In an interview, Cooper said he had no prior experience in the subject. He said he knows the commissioner of the inquiry, a forensic accountant named Steve Allan, through their work on the Calgary Stampede, an annual rodeo.
Once again: with friends like these….
Yes, the electric revolution is coming
But not all of the bullets that are whizzing towards Alberta’s oil and gas industry are being fired from its own gun. Oil prices have rallied strongly in the face of both recovering demand and falling supplies, but the long-term picture for demand growth remains muted, at best. That’s a reflection of the growing influence of electric vehicles, and there’s more good news on that front — at least, for those who want to see our transportation system get de-carbonized. As a recent poll conducted for KPMG shows, the shift towards electric vehicles may be about to accelerate.
Canada's automotive industry is nearing the tipping point, with nearly 70 per cent of Canadians indicating that they're looking to buy an electric vehicle not in a decade's time but in the next five years," says Peter Hatges, Partner, National Sector Leader, Automotive, KPMG in Canada. "Our poll research illustrates huge consumer demand in Canada for EVs, putting the onus on manufacturers and governments alike to shift gears not only to meet the expected surge in EV sales but to invest heavily in the necessary infrastructure."
And while that’s partially a function of the declining cost of EVs, it’s also a reflection of the fact that cheap new cars don’t really exist any more. As Nathaniel Bullard notes in the latest Bloomberg: Sparklines newsletter, the market for ICE vehicles has been getting ever-more expensive. “In 2012, more than 50% of new vehicles sold were priced below $30,000,” he writes. “Last year, more than 50% of vehicles priced above $40,000.”

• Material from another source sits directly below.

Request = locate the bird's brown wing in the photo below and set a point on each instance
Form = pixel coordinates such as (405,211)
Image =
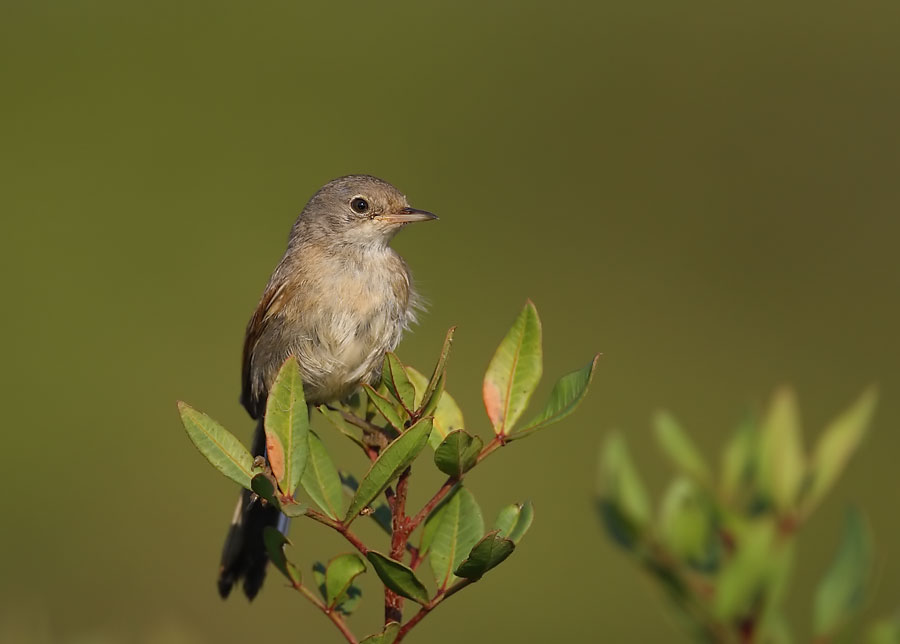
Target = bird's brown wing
(269,305)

With the cost of your traditional gas-guzzler rising steadily, and the price tag on an electric vehicle dropping every year, it’s safe to assume that up-front price parity is about to arrive. It’s no wonder most Canadians plan to make their next new vehicle an EV. And given that, it might be time for those who are bullish about the future of oil demand to mark down their forecasts a bit.
Why oil sands companies might be a great investment
Those marked-down forecasts might sound like bad news for Canada’s oil sands companies. But as I wrote in this month’s Report on Business magazine, there’s actually a compelling case for them (and their shares) in the near and medium term. The billions of barrels of bitumen they control have uses other (and potentially more valuable) than combustion, and the rapidly shifting global supply picture may be far more hospitable to Canadian producers than it’s been in the past. Even without the Keystone XL pipeline, things look better for companies like Suncor and Canadian Natural Resources than it has in a while.
But, as I wrote:
….if there’s anyone who can mess up the industry’s surprisingly bright future, it’s the industry itself. The federal carbon tax is only an asset if the companies advertise it accordingly, and for an industry whose leaders haven’t always been enthusiastic supporters of the idea, that might be more difficult than it should be. Indeed, some of those leaders continue to trade in dead-end arguments about the ethical nature of Canada’s oil production or the sins of the OPEC regimes—the very same arguments that failed to gain traction with investors five years ago.
The recent behaviour of people like Chris Bloomer and Barry Cooper doesn’t exactly inspire much hope here.